The next day a podiatrist x-rayed my foot and showed me that my toe was truly broken. Broken as in imagine a line going all the way through a classic bone-shaped bone--and then imagine the two halves being together, but slightly off.
And so he wrapped it to immobilize it and gave me the hideous (at least it’s black) medical boot.
And if you want to find me anywhere in this spa just look for that little shoe--all alone outside the sauna, waiting patiently at the edge of the whirlpool, staying dry by a rock near the waterfall, lurking under the towel rack outside the steam room...or listen for the dry rasp of the velcro...that’s where I am.

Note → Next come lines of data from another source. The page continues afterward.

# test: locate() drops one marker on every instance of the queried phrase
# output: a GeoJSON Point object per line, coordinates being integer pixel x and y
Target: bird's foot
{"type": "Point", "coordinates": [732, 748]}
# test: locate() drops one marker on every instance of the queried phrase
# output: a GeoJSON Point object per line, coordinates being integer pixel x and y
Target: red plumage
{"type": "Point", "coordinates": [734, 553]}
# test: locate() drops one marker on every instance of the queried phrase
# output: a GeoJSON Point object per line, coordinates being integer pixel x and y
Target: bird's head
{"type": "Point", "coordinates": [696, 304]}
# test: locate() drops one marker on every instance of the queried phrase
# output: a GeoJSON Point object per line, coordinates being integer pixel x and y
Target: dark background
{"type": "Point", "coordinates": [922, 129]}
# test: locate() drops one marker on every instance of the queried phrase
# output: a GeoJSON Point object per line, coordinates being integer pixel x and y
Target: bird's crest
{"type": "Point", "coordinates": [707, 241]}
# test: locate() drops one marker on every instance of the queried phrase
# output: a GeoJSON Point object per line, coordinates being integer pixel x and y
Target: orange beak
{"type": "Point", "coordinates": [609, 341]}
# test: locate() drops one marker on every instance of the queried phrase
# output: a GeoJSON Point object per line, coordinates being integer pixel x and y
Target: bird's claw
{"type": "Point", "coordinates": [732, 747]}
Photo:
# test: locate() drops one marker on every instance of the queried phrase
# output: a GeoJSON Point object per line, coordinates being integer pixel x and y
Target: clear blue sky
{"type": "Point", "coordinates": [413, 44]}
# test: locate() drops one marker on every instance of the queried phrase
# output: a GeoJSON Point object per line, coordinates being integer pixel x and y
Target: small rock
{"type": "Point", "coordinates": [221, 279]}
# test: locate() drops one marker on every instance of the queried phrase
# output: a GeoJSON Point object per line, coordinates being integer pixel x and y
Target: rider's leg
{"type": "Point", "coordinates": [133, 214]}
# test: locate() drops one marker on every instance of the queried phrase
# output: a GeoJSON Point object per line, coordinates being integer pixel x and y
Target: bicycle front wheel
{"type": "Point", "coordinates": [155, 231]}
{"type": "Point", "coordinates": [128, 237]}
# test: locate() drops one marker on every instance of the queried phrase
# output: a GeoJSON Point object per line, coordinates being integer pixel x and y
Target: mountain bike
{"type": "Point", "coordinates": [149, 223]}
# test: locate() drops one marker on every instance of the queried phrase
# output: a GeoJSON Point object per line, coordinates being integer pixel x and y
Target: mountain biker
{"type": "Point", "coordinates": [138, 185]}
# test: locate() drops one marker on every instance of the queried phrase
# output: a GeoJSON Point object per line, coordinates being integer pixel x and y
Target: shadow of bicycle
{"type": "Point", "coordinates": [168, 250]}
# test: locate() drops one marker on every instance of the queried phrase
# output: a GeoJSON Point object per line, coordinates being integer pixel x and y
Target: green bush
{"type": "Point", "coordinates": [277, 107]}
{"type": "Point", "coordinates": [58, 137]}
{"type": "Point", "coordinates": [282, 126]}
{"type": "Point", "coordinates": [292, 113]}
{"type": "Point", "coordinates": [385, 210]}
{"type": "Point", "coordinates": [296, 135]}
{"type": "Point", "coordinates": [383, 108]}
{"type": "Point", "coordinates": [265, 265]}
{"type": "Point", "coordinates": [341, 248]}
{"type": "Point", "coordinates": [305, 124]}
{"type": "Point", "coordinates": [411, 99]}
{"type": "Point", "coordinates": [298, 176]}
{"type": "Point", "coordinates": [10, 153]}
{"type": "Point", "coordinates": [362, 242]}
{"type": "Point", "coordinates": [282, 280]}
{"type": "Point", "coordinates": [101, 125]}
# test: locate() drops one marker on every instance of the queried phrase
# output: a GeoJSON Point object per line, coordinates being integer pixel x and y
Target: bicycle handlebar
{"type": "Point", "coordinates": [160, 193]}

But don’t bother looking for me in any of the fitness rooms--or on any of the miles of walking trails--because that wouldn’t be good for my toe.
I sent healing energy to the bone this morning in my inner smile meditation class--in the room overlooking the stark barcode of winter trees and the frozen pond beyond. I gathered up the earth’s energy and held the moon in my hands in Tai Chi for Enlightenment--and I don’t have to feel a bit of guilt for the things I’m not doing, because ultimately just being, and just being, and just being is what I need most of all.